The strong Federal and Tribal interests against State and local
taxation of improvements, leaseholds, and activities on land leased
under the Department's leasing regulations apply equally to
improvements, leaseholds, and activities on land leased pursuant to
Tribal leasing regulations approved under the HEARTH Act. Congress's
overarching intent was to ``allow Tribes to exercise greater control
over their own land, support self-determination, and eliminate
bureaucratic delays that stand in the way of homeownership and economic
development in Tribal communities.'' 158 Cong. Rec. H. 2682 (May 15,
2012). The HEARTH Act was intended to afford Tribes ``flexibility to
adapt lease terms to suit [their] business and cultural needs'' and to
``enable [Tribes] to approve leases quickly and efficiently.'' Id. at
5-6.
Assessment of State and local taxes would obstruct these express
Federal policies supporting Tribal economic development and self-
determination, and also threaten substantial Tribal interests in
effective Tribal government, economic self-sufficiency, and territorial
autonomy. See Michigan v. Bay Mills Indian Community, 134 S. Ct. 2024,
2043 (2014) (Sotomayor, J., concurring) (determining that ``[a] key
goal of the Federal Government is to render Tribes more self-
sufficient, and better positioned to fund their own sovereign
functions, rather than relying on Federal funding''). The additional
costs of State and local taxation have a chilling effect on potential
lessees, as well as on a Tribe that, as a result, might refrain from
exercising its own sovereign right to impose a Tribal tax to support
its infrastructure needs. See id. at 2043-44 (finding that State and
local taxes greatly discourage Tribes from raising tax revenue from the
same sources because the imposition of double taxation would impede
Tribal economic growth).
Similar to BIA's surface leasing regulations, Tribal regulations
under the HEARTH Act pervasively cover all aspects of leasing. See 25
U.S.C. 415(h)(3)(B)(i) (requiring Tribal regulations be consistent with
BIA surface leasing regulations).
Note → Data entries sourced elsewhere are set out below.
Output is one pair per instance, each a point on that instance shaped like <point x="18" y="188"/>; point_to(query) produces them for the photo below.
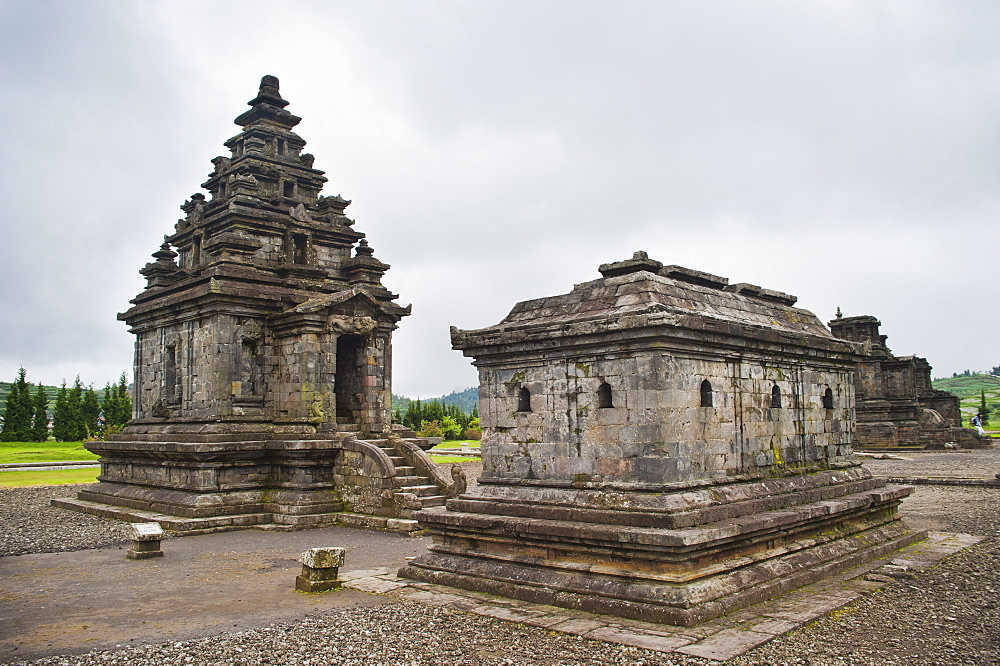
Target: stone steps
<point x="408" y="478"/>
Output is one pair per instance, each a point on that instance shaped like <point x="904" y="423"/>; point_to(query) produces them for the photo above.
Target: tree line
<point x="434" y="418"/>
<point x="78" y="412"/>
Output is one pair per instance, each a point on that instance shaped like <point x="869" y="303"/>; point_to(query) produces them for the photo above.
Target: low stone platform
<point x="680" y="558"/>
<point x="180" y="526"/>
<point x="719" y="639"/>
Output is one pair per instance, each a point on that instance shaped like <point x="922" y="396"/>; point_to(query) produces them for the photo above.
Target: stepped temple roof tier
<point x="663" y="445"/>
<point x="263" y="358"/>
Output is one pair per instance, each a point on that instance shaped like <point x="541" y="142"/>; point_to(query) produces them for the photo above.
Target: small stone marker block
<point x="320" y="567"/>
<point x="145" y="541"/>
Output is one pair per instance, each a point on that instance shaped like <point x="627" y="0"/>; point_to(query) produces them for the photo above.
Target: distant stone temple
<point x="896" y="405"/>
<point x="661" y="444"/>
<point x="263" y="359"/>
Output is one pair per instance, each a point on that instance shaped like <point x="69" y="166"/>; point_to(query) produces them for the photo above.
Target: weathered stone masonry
<point x="897" y="407"/>
<point x="661" y="444"/>
<point x="263" y="359"/>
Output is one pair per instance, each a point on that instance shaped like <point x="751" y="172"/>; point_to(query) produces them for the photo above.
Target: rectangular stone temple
<point x="660" y="444"/>
<point x="263" y="359"/>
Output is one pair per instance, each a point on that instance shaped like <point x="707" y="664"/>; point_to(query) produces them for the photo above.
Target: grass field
<point x="456" y="443"/>
<point x="443" y="460"/>
<point x="970" y="391"/>
<point x="15" y="452"/>
<point x="52" y="477"/>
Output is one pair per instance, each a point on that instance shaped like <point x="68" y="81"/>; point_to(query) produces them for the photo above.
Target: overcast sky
<point x="845" y="152"/>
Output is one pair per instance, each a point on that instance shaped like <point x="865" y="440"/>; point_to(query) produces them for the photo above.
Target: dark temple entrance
<point x="350" y="361"/>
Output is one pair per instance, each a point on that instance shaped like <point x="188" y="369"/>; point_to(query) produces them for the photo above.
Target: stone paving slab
<point x="720" y="639"/>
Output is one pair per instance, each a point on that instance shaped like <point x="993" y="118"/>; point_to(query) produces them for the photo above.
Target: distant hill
<point x="971" y="389"/>
<point x="50" y="392"/>
<point x="464" y="400"/>
<point x="969" y="386"/>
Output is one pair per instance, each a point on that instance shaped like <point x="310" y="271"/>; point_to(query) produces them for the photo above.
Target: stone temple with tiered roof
<point x="263" y="359"/>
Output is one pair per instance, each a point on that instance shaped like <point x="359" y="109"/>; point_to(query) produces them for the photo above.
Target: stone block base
<point x="303" y="584"/>
<point x="144" y="550"/>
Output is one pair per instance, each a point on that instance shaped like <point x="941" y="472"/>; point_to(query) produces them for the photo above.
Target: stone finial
<point x="165" y="254"/>
<point x="640" y="261"/>
<point x="459" y="483"/>
<point x="268" y="93"/>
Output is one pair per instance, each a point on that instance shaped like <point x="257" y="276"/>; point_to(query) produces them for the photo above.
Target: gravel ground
<point x="947" y="615"/>
<point x="968" y="464"/>
<point x="29" y="525"/>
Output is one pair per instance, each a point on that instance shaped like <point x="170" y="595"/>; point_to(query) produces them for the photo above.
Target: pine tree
<point x="74" y="429"/>
<point x="61" y="415"/>
<point x="40" y="418"/>
<point x="117" y="404"/>
<point x="17" y="416"/>
<point x="90" y="412"/>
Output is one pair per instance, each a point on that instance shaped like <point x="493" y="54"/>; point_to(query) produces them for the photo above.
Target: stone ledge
<point x="719" y="639"/>
<point x="946" y="481"/>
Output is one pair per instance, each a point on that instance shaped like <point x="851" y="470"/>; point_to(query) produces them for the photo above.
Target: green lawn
<point x="450" y="459"/>
<point x="53" y="477"/>
<point x="457" y="443"/>
<point x="13" y="452"/>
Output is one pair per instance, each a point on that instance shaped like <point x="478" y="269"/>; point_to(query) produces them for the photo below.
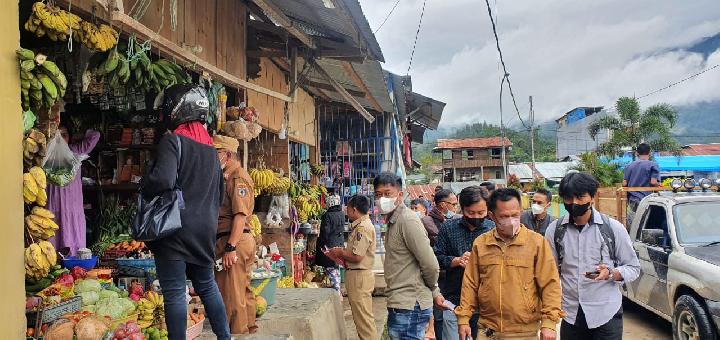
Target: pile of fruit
<point x="34" y="147"/>
<point x="52" y="21"/>
<point x="255" y="226"/>
<point x="34" y="184"/>
<point x="139" y="72"/>
<point x="40" y="258"/>
<point x="42" y="83"/>
<point x="262" y="178"/>
<point x="40" y="224"/>
<point x="151" y="309"/>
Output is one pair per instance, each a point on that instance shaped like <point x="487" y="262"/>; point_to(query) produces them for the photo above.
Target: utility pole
<point x="532" y="133"/>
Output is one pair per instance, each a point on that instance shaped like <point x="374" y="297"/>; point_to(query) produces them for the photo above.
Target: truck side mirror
<point x="653" y="237"/>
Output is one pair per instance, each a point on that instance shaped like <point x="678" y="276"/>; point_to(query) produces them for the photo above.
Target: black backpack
<point x="605" y="231"/>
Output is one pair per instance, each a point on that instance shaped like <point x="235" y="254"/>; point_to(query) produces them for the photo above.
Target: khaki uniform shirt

Furthermore, the Federal government
remains involved in the Tribal land leasing process by approving the
Tribal leasing regulations in the first instance and providing
technical assistance, upon request by a Tribe, for the development of
an environmental review process. The Secretary also retains authority
to take any necessary actions to remedy violations of a lease or of the
Tribal regulations, including terminating the lease or rescinding
approval of the Tribal regulations and reassuming lease approval
responsibilities. Moreover, the Secretary continues to review, approve,
and monitor individual Indian land leases and other types of leases not
covered under the Tribal regulations according to the Part 162
regulations.
Accordingly, the Federal and Tribal interests weigh heavily in
favor of preemption of State and local taxes on lease-related
activities and interests, regardless of whether the lease is governed
by Tribal leasing regulations or Part 162. Improvements, activities,
and leasehold or possessory interests may be subject to taxation by the
Pueblo of Isleta, New Mexico.
Dated: April 17, 2019.
Tara Sweeney,
Assistant Secretary--Indian Affairs.